Stone carving is deeply rooted in the Iranian plateau and is practiced in various provinces of Iran, including Khorasan.

Stone carving is deeply rooted in the Iranian plateau and is practiced in various provinces of Iran, including Khorasan.

Historical artifacts excavated from archaeological sites in Iran suggest that the history of stone carving goes back to four thousand and five hundred years BC when cutting both decorative and applicable objects out of green stones was common in Iran. 

Nowadays, decorative objects like rings are made using stones like turquoise, marble, jade, black stone, etc.

From seven thousand years ago until today, kinds of stone such as Mica have been used to make cooking utensils such as pot, etc.

By the art of stone carving, kinds of utensils, lamp stands, photo frames, chess pieces, vases, sugar cube holders, and other applicable and decorative objects can be made.
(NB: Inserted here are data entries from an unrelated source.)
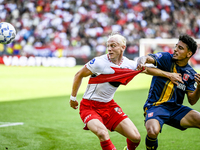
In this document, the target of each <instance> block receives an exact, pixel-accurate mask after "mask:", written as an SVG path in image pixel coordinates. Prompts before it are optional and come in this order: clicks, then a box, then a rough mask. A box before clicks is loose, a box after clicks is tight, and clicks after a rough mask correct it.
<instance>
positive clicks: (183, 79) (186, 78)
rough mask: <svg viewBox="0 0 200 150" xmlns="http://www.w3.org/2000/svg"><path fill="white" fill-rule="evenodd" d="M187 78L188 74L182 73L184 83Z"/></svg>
mask: <svg viewBox="0 0 200 150" xmlns="http://www.w3.org/2000/svg"><path fill="white" fill-rule="evenodd" d="M189 77H190V75H189V74H186V73H184V75H183V80H184V81H187V80H188V79H189Z"/></svg>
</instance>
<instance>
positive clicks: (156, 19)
mask: <svg viewBox="0 0 200 150" xmlns="http://www.w3.org/2000/svg"><path fill="white" fill-rule="evenodd" d="M199 9H200V0H0V22H10V23H11V24H13V25H14V27H15V28H16V31H17V36H16V39H15V41H14V42H13V43H11V44H10V45H7V47H6V48H5V47H4V48H3V46H2V45H1V46H0V55H3V54H7V55H25V56H31V55H34V56H57V57H61V56H67V55H76V54H77V55H78V54H81V55H82V56H83V55H84V57H85V56H86V57H88V56H91V55H93V56H94V55H101V54H103V53H105V52H106V40H107V37H108V35H109V34H110V33H111V32H113V31H117V32H120V33H121V34H122V35H124V36H125V37H126V38H127V49H126V51H125V54H127V55H128V54H130V55H131V54H136V55H138V53H139V52H138V51H139V40H140V39H141V38H178V36H179V34H182V33H187V34H189V35H191V36H193V37H194V38H200V11H199Z"/></svg>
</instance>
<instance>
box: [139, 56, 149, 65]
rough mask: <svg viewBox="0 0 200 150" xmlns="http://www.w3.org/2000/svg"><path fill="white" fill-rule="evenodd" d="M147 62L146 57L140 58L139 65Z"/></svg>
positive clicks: (139, 58)
mask: <svg viewBox="0 0 200 150" xmlns="http://www.w3.org/2000/svg"><path fill="white" fill-rule="evenodd" d="M146 60H147V57H146V56H142V57H139V58H138V60H137V65H144V64H145V63H146Z"/></svg>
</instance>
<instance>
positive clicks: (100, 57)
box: [86, 55, 108, 73]
mask: <svg viewBox="0 0 200 150" xmlns="http://www.w3.org/2000/svg"><path fill="white" fill-rule="evenodd" d="M107 63H108V61H107V59H106V55H102V56H98V57H94V58H93V59H92V60H90V61H89V62H88V63H87V64H86V67H87V68H88V69H89V70H91V71H92V72H93V73H94V72H101V71H102V70H103V69H104V67H105V66H106V64H107Z"/></svg>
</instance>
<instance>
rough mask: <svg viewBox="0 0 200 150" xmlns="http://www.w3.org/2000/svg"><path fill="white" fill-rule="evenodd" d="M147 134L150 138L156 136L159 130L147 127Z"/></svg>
mask: <svg viewBox="0 0 200 150" xmlns="http://www.w3.org/2000/svg"><path fill="white" fill-rule="evenodd" d="M147 134H148V136H149V137H150V138H157V136H158V134H159V131H158V130H156V129H154V128H151V127H150V128H147Z"/></svg>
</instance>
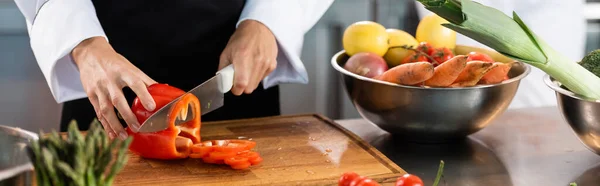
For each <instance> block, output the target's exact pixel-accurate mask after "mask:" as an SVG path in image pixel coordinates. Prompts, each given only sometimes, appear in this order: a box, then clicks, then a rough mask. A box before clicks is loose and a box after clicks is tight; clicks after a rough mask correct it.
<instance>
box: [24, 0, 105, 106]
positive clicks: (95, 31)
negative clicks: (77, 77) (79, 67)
mask: <svg viewBox="0 0 600 186" xmlns="http://www.w3.org/2000/svg"><path fill="white" fill-rule="evenodd" d="M15 3H16V4H17V6H18V8H19V10H20V11H21V13H22V14H23V16H24V17H25V20H26V24H27V29H28V33H29V38H30V40H31V48H32V51H33V54H34V55H35V58H36V61H37V63H38V64H39V66H40V69H41V71H42V73H43V75H44V77H45V79H46V82H47V83H48V86H49V87H50V90H51V92H52V95H53V96H54V98H55V100H56V101H57V102H58V103H62V102H64V101H69V100H74V99H79V98H84V97H86V94H85V92H84V91H83V87H82V86H81V81H79V79H77V78H73V77H79V72H78V71H77V68H76V66H75V64H74V63H73V59H72V57H71V55H70V53H71V51H72V50H73V48H74V47H75V46H77V45H78V44H79V43H80V42H81V41H83V40H85V39H87V38H91V37H103V38H105V39H106V35H105V33H104V31H103V29H102V27H101V25H100V22H99V21H98V18H97V17H96V12H95V8H94V6H93V4H92V2H91V1H90V0H15Z"/></svg>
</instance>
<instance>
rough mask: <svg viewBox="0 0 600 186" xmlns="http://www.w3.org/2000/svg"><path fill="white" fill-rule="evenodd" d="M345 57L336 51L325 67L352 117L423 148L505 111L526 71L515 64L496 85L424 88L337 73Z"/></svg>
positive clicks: (483, 125) (458, 137) (529, 68)
mask: <svg viewBox="0 0 600 186" xmlns="http://www.w3.org/2000/svg"><path fill="white" fill-rule="evenodd" d="M479 50H482V49H479ZM490 52H491V51H490ZM457 54H464V53H459V52H458V51H457ZM494 56H498V54H497V53H496V54H495V55H494ZM348 58H349V56H348V55H347V54H346V53H345V51H343V50H342V51H340V52H338V53H337V54H335V55H334V56H333V58H332V60H331V65H332V66H333V68H334V69H335V70H337V71H338V72H339V73H340V75H341V77H342V79H343V81H344V88H345V90H346V92H347V94H348V96H349V97H350V99H351V101H352V103H353V105H354V107H355V108H356V109H357V111H358V113H359V114H360V115H361V116H362V117H363V118H364V119H366V120H368V121H369V122H371V123H373V124H375V125H377V126H378V127H379V128H381V129H383V130H385V131H387V132H388V133H390V134H392V135H394V136H395V138H398V137H401V138H404V139H405V140H407V141H413V142H424V143H440V142H450V141H455V140H460V139H464V138H465V137H467V136H468V135H470V134H473V133H475V132H477V131H479V130H481V129H483V128H484V127H486V126H487V125H488V124H489V123H490V122H491V121H492V120H494V119H495V118H496V117H498V116H499V115H500V114H502V113H503V112H504V111H505V110H506V108H507V107H508V106H509V104H510V102H511V101H512V99H513V98H514V96H515V94H516V92H517V88H518V87H519V83H520V81H521V79H523V78H524V77H526V76H527V75H528V74H529V72H530V67H529V66H527V65H525V64H524V63H522V62H515V63H512V64H513V65H512V68H511V70H510V72H509V78H510V79H509V80H506V81H504V82H502V83H499V84H494V85H479V86H474V87H464V88H424V87H414V86H402V85H397V84H392V83H388V82H384V81H379V80H375V79H371V78H367V77H363V76H359V75H356V74H354V73H352V72H350V71H347V70H345V69H344V68H343V66H344V64H345V63H346V61H347V60H348Z"/></svg>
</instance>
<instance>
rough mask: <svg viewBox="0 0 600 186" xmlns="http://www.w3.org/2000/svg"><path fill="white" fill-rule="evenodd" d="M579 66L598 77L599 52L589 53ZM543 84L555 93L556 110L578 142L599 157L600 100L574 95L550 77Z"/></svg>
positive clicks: (599, 131) (581, 61)
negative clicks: (582, 67) (577, 137)
mask: <svg viewBox="0 0 600 186" xmlns="http://www.w3.org/2000/svg"><path fill="white" fill-rule="evenodd" d="M579 64H580V65H582V66H583V67H585V68H586V69H589V70H590V71H592V72H594V73H595V74H596V75H597V76H598V77H600V50H595V51H592V52H590V53H589V54H587V55H586V57H584V58H583V59H582V60H581V61H580V62H579ZM544 82H545V83H546V85H548V87H550V88H551V89H552V90H554V91H555V92H556V101H557V103H558V104H557V105H558V108H559V110H560V112H561V114H562V115H563V118H564V119H565V120H566V122H567V123H568V124H569V126H570V127H571V129H573V132H574V133H575V135H577V137H578V138H579V141H581V143H583V144H584V146H585V147H587V148H588V149H589V150H591V151H592V152H594V153H596V154H598V155H600V99H594V98H589V97H585V96H582V95H579V94H576V93H574V92H572V91H571V90H569V89H568V88H567V87H565V86H563V84H561V83H560V81H558V80H556V79H554V78H552V77H551V76H550V75H546V76H545V77H544Z"/></svg>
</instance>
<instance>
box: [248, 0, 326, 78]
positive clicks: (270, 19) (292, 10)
mask: <svg viewBox="0 0 600 186" xmlns="http://www.w3.org/2000/svg"><path fill="white" fill-rule="evenodd" d="M332 3H333V0H248V1H247V2H246V5H245V7H244V10H243V11H242V14H241V16H240V19H239V21H238V25H239V23H241V22H242V21H244V20H247V19H251V20H256V21H259V22H261V23H263V24H264V25H266V26H267V27H268V28H269V29H270V30H271V32H273V35H275V38H276V39H277V46H278V55H277V68H275V70H274V71H273V72H272V73H271V74H269V75H268V76H267V77H266V78H265V79H264V80H263V87H264V88H269V87H272V86H275V85H277V84H280V83H303V84H306V83H308V74H307V72H306V69H305V68H304V64H302V61H301V60H300V52H301V50H302V44H303V42H304V34H305V33H306V32H308V31H309V30H310V29H311V28H312V27H313V26H314V25H315V24H316V23H317V21H318V20H319V19H320V18H321V17H322V16H323V14H324V13H325V11H327V9H329V7H330V6H331V4H332Z"/></svg>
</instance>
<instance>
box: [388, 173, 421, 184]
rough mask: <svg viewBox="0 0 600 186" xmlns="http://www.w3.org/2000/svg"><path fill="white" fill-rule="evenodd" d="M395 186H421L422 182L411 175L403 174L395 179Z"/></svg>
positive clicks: (420, 180) (414, 176)
mask: <svg viewBox="0 0 600 186" xmlns="http://www.w3.org/2000/svg"><path fill="white" fill-rule="evenodd" d="M395 186H423V180H421V178H419V177H418V176H415V175H412V174H405V175H403V176H401V177H398V179H396V185H395Z"/></svg>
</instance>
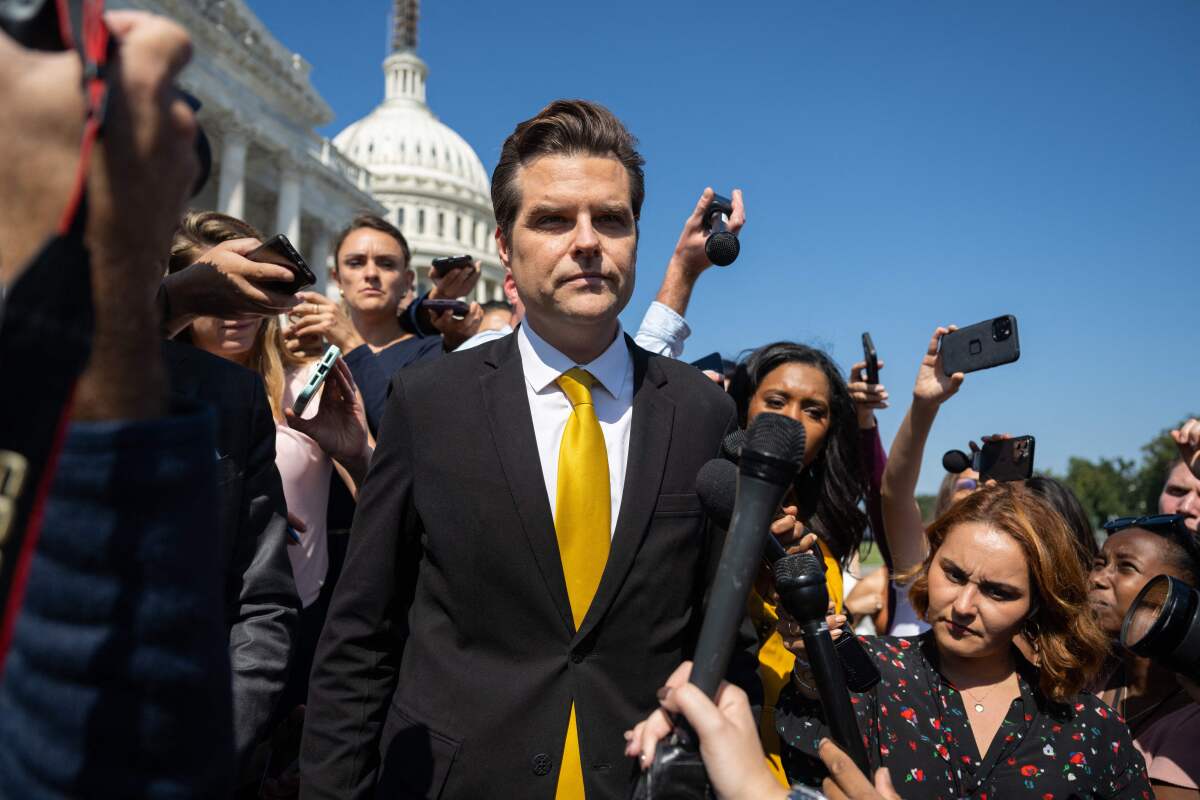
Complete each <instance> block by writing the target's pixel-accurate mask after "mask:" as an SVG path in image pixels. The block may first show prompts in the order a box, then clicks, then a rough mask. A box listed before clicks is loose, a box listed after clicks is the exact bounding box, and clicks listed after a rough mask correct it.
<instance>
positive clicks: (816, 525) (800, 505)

Important centers of stone carving in Iran are Mashhad, Shahr-e Rey, Qom, and Kerman. Today carvers use raw stones and cut them into desired pieces. The extra parts are cut away by chisel and hammer.

In Mashhad, the stone-made utensils are polished with oil and painted almost in black. Then motifs like flowers, geometric lines, figures, portraits, hunting grounds, and famous poems are carved on them by carving pens.

Situated some 70 km west of Mashhad, the city of Neyshabour is long been known a source of turquoise. Turquoise Neyshabour Mine is considered the oldest turquoise mine in the world.